Greg remained silent. "It's still the same, though. Every detail, just with an older girl. Copycat killers don't wait fifteen years to strike again."

"Neither do the original killers," Donovan muttered under her breath before staring out the window again.

Upon arriving back to Scotland Yard, they found nearly all the interns had departed for the night, and many of the new hires straggling from cheap Styrofoam cups of coffee, staring blankly at computer screens.

Greg shifted the laptop under his arm, and walked rather briskly to one of the closest desks to his own office.

Anderson sat, leaning on the flat of his hand, watching screen captures of a microscopic view of mold.

"Anything new?" Greg asked, announcing his and Donovan's presence.

Anderson shook his head. "Thought the mold from both crime scenes might match. So far that's a no." He made brief eye contact with Donovan, who promptly looked away.

Bloody hell, Greg thought. Not this again.

"Something new for you," He said, rather than voicing his thoughts. "Found it in Birdie's flat. Check it for prints and see if you can unlock it."

Anderson nodded curtly, and then muttered, "Isn't unlocking it better suited for Collin?"

"He's not in," Donovan intercepted. "Besides, it's not that hard, just run the programme."

In only a few short hours Anderson managed to look for fingerprints on the laptop. He managed to find a single definitive set. Only one person ever used the computer. Yet, when he ran it through the system, no matches came through. Not only of criminal history, but no matches from any census, or any other database. As though the person to whom these fingerprints belonged did not exist.

A few hours later, after running an extensive-looking programme per Donovan's suggestion, Anderson managed to unlock the computer. The results sent shivers down Greg's spine.

There were only three items on the entire hard drive. The first folder, labeled 1998, only proved him right.
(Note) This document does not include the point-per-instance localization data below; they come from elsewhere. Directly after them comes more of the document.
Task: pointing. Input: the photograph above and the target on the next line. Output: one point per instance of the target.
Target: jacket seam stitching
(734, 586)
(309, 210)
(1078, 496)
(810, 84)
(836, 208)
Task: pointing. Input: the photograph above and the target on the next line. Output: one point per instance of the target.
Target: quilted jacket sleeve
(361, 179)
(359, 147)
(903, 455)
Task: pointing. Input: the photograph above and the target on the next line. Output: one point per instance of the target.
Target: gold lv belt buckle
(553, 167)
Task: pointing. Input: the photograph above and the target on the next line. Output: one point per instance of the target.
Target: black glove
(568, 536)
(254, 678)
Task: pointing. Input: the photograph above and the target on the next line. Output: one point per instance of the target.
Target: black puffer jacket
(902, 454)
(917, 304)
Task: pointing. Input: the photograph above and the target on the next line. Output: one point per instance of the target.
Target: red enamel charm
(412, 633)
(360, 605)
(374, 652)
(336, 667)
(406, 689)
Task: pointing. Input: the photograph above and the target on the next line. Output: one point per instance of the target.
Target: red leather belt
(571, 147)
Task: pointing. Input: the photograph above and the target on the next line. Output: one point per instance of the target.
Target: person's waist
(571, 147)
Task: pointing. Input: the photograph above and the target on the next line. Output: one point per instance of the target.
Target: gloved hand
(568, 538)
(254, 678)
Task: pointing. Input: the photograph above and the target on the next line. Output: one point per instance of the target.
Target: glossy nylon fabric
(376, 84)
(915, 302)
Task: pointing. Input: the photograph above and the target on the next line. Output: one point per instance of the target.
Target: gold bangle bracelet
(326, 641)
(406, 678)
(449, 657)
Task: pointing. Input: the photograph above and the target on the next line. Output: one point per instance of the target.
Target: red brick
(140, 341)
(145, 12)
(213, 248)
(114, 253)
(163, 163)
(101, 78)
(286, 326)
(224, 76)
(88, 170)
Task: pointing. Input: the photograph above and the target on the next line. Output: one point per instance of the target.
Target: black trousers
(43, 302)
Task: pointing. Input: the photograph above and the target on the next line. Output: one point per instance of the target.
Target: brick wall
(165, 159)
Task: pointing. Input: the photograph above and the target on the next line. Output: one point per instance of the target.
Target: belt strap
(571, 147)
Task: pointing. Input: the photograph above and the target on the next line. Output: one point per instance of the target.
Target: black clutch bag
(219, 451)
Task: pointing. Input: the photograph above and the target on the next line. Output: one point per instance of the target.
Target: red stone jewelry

The entire folder was filled with photographs, old and hastily converted onto a computer, all in black and white. All of Celeste Paxton before she died. Most of them appeared shot around a corner, as she left a lecture hall or a restaurant. There was one with a red 'X' covering the extent of the photograph – one of Celeste holding hands with Billy.

The next folder, labeled 2011, looked similar, but with Shaelee. Black and white photos of her driving, leaving the library, one even through the window near her kitchen. One of her pulling a nightgown over her head. One, causing Greg's skin to crawl, seemed to be taken from the inside of her flat. Perhaps even from the closet they found the laptop in the first place.

Then, sitting exactly below it on the desktop, a third folder. 2013. Greg felt his heart pound.

"He's got a new obsession," he muttered.

Anderson moved the track pad over to the folder in question, and double clicked.

This folder was different. The photographs were all in colour this time, and most of them from behind. Just as before, the subject standing in the street, walking through black double doors, photographs of hands and shoes and feet. Nothing through windows yet, nothing half-naked or super personal. She must have been new to him.

As Anderson clicked on a photo to enlarge it, and thus make the subject recognisable, Greg's jaw fell.

He suddenly felt his whole body deflate. His stomach dropped through the floor, and he felt as though someone just grabbed his heart from this chest, a huge black veil covering him entirely.

The girl in the photograph…it couldn't be.

Oh fuck. Shy. Lonely. Quiet. Few friends. She fit the fucking profile perfectly.

Sitting inside this deranged man's computer, was a collage of about fifty photographs of her. Never before in his life had Greg been so upset to see Molly Hooper.